Ian trained as a plant ecologist at the University of Otago between 1968 and 1975.
After completing his PhD on the effects of fire on high country tussock grasslands he joined the New Zealand Forest Service as a scientist with their high country research division. That changed in 1992 when the Government restructured its science agencies and created what is now known as Manaaki Whenua Landcare Research. Over the years his research has focused on the impacts of introduced brushtail possums, deer and other ungulates on native forests, and more recently on the measurement of carbon stocks in New Zealand, several Pacific Islands, and Ecuador. He was also instrumental in the establishment of the National Vegetation Survey databank, which brings together the vegetation survey data from throughout New Zealand.

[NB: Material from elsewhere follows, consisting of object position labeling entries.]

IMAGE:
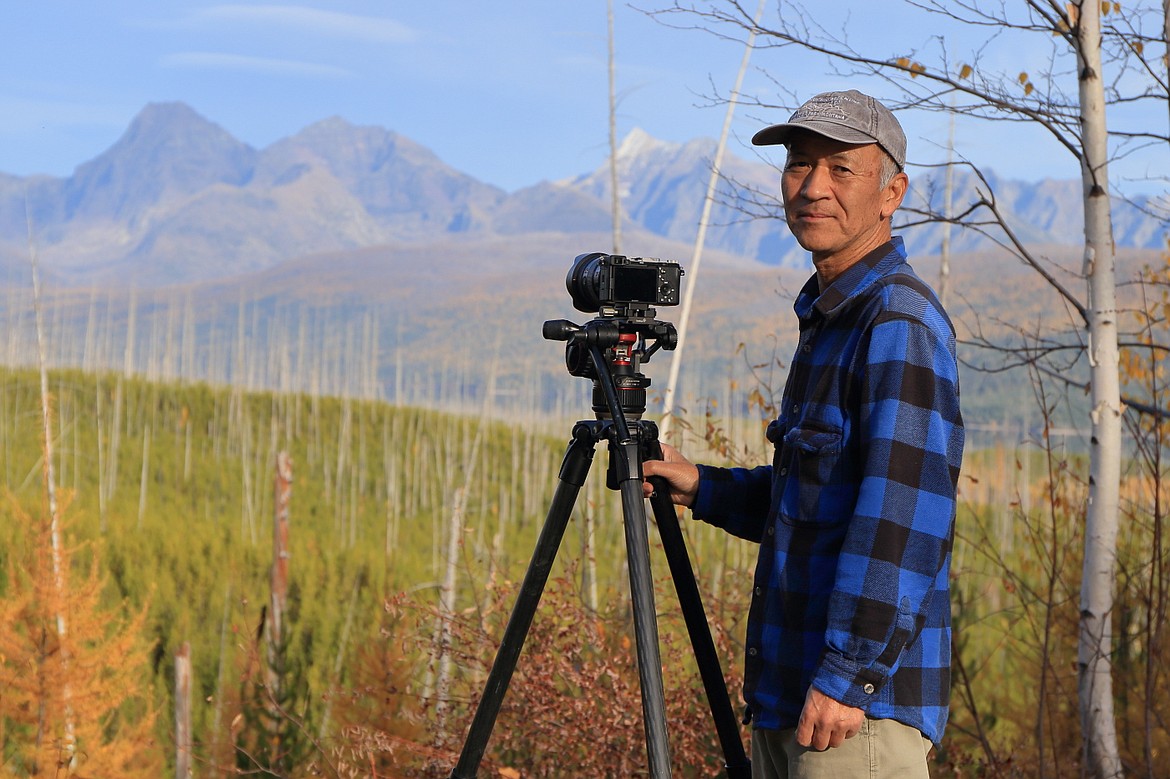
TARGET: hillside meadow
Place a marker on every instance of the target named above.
(169, 490)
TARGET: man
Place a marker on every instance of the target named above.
(847, 669)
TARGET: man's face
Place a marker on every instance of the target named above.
(834, 202)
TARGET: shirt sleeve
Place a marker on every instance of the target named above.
(896, 550)
(735, 500)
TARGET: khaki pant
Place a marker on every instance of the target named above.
(883, 749)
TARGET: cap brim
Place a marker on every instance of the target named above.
(780, 133)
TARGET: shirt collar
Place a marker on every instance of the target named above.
(852, 281)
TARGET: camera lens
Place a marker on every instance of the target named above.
(584, 281)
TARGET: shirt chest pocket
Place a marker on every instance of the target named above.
(817, 489)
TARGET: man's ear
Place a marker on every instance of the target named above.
(893, 194)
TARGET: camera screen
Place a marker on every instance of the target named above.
(635, 284)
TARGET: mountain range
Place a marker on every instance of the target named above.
(177, 200)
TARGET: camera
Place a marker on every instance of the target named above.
(617, 285)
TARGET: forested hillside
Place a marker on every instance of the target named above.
(169, 491)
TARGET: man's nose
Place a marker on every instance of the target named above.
(816, 184)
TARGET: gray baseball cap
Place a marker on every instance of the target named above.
(848, 116)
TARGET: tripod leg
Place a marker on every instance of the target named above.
(736, 760)
(641, 584)
(573, 470)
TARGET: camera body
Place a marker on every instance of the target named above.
(618, 285)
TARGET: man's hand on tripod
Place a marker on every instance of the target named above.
(680, 474)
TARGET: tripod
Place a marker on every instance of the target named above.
(618, 390)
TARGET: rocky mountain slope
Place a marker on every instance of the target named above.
(177, 199)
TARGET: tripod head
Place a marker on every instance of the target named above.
(611, 351)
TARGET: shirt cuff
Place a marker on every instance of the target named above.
(848, 682)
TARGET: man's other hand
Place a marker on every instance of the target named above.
(825, 722)
(680, 474)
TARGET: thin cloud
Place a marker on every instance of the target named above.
(239, 62)
(331, 23)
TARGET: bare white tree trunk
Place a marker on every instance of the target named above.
(50, 488)
(1101, 521)
(696, 257)
(183, 739)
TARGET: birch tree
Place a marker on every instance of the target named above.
(1109, 68)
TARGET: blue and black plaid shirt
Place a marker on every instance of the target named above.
(855, 514)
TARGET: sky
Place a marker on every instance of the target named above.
(510, 91)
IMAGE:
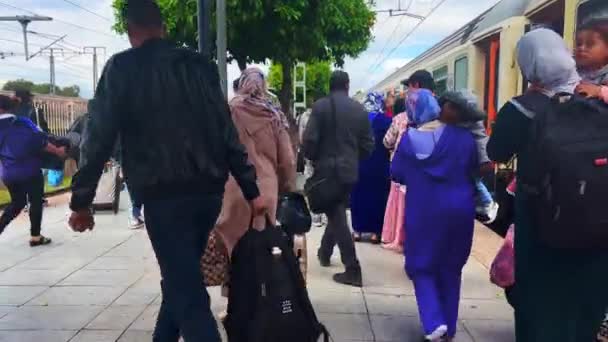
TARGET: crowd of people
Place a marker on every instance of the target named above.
(438, 150)
(409, 167)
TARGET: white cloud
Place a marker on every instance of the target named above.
(389, 31)
(70, 69)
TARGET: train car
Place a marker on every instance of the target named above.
(480, 57)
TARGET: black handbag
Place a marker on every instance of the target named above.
(293, 214)
(324, 189)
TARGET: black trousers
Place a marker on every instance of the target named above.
(31, 190)
(179, 229)
(338, 233)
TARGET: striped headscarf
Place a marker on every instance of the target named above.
(374, 102)
(422, 107)
(253, 92)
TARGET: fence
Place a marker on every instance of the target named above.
(59, 112)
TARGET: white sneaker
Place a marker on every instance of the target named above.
(136, 223)
(491, 212)
(438, 334)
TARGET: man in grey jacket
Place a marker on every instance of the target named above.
(343, 146)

In his late teens he took over responsibility for the family shell collection which had been started by his mother in the mid-1950s and some years ago was gifted a large land snail collection by his late friend John Marston. Now in his 70s and with no family interested in maintaining these collections he is slowly but steadily adding them to Canterbury Museum’s mollusc collection.
He is also working with a Wellington-based group of small land snail specialists (Dr Frank Climo, Dr Karin Mahlfeld, Mr David Roscoe) on the taxonomy of New Zealand’s Charopid and Punctid land snails, many of which have yet to be formally described.
Away from the research and collections, you will find him growing fruit and vegetables for his family and his local church foodbank, and helping his wife look after some of their 11 grandchildren.